O DIGNO REPRESENTANTE DA FAZENDA PÚBLICA (DRFP) veio interpor recurso jurisdicional da sentença proferida pelo Tribunal Tributário de Lisboa, que julgou procedente a oposição ao processo de execução fiscal nº 3123…… e apensos, com a consequente extinção do mesmo, quanto ao revertido J......, ora Recorrido.

A Recorrente, apresentou alegações tendo concluído da seguinte forma:“

4.1 – O presente recurso, visa reagir contra a decisão proferida pelo Tribunal a quo, julgando procedente a oposição deduzida, e em consequência, condenar a Fazenda Publica a proceder à extinção da execução quanto ao Oponente.

4.2 – Após se ter aferido que o Oponente era responsável pelo funcionamento do restaurante explorado pela executada originária e que assinava cheques tal não é, no entendimento do tribunal a quo, suficiente para provar que exerceu de facto as funções de gerente.

4.3 – Discorda com este entendimento a AT, uma vez que o Oponente se encontra numa posição em relação à devedora originária que lhe permite afetar e influenciar o cumprimento das obrigações desta, nomeadamente as obrigações tributárias e, dentro destas, a obrigação de pagamento.

4.4 - A lei não conceptualiza, em bom rigor, o que sejam os poderes de administração ou gerência, mas somos levados a considerar que são os que se traduzam na representação da empresa face a terceiros (ex: credores, trabalhadores, fisco, fornecedores, entidades bancárias, etc.) de acordo com o objecto social e mediante os quais o ente colectivo fique vinculado (artigos 259.º e 260.º do CSC).

4.5 - Até à prolação do Acórdão do Pleno da Secção de CT do STA de 28-02-2007, no recurso n.º 1132/06, resultava que da nomeação para gerente ou administrador (gerente de direito) existia uma presunção natural ou judicial, baseada na experiência comum, de que o mesmo exerceria as correspondentes funções, por ser co-natural que quem é nomeado para um cargo o exerça na realidade. Todavia, após o referido Acórdão passou a ser jurisprudência corrente de que para integrar o conceito de tal gerência de facto ou efectiva cabia à AT provar para além dessa gerência de direito assente na nomeação para tal, que o mesmo gerente tivesse praticado em nome e por conta desse ente colectivo, concretos actos dos que normalmente por eles são praticados, vinculando-o com essa sua intervenção.

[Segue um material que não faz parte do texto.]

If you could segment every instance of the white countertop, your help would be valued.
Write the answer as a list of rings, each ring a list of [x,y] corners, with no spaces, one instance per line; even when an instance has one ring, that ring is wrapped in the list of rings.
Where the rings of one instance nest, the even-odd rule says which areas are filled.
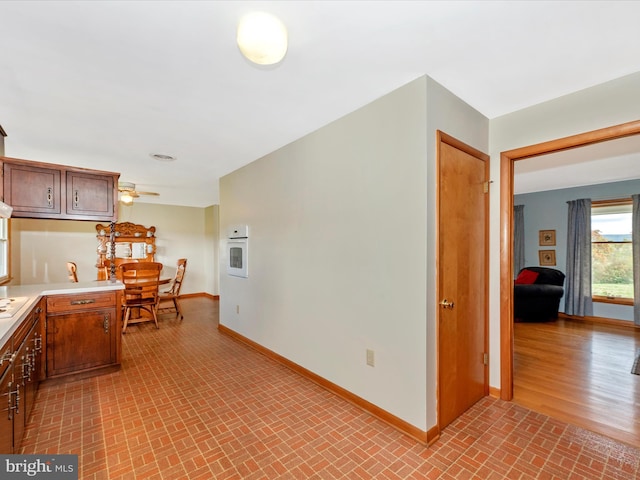
[[[0,298],[26,298],[10,318],[0,318],[0,348],[11,338],[25,316],[43,296],[124,290],[122,282],[100,280],[78,283],[47,283],[0,287]]]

4.6 - Acompanhamos o TCA Sul, quando entendeu que “Mesmo que a maior parte das funções em que se traduz a gerência de facto sejam exercidas por terceiro, não pode deixar de se considerar gerente de facto quem aprova as contas, assina declarações mod. 22 de IRC, preside às assembleias gerias ordinárias e recebe remuneração, de valor razoável, pelo exercício de gerente único de uma sociedade” (Ac. De 22-02-2000, proc. 2207/09). E ainda o mesmo Tribunal quando refere que: “(…) a lei não exige que os gerentes, para que sejam responsabilizados pelas dívidas da sociedade, exerçam uma administração continuada, apenas exigindo que eles pratiquem actos vinculativos da sociedade, exercitando desse modo a gerência de facto” (Ac. TCA Sul, nº 01953/07 de 09-10-2007).

4.7 - Ora, como vem provado, a “Dos factos provados resulta que a executada originária foi constituída em 04-03-1999 entre J......, L......, M......e C......, com capital social era de um 30.000.000$00, correspondente à soma de duas quotas de 10.000.000$00/cada, uma de 9.775.000$00 e uma de 20.000$00 pertencentes àqueles sócios, respectivamente.

À data na escritura de sociedade foram nomeados gerentes: J......, M...... e L......, sendo a forma de obrigar com a assinatura de dois gerentes.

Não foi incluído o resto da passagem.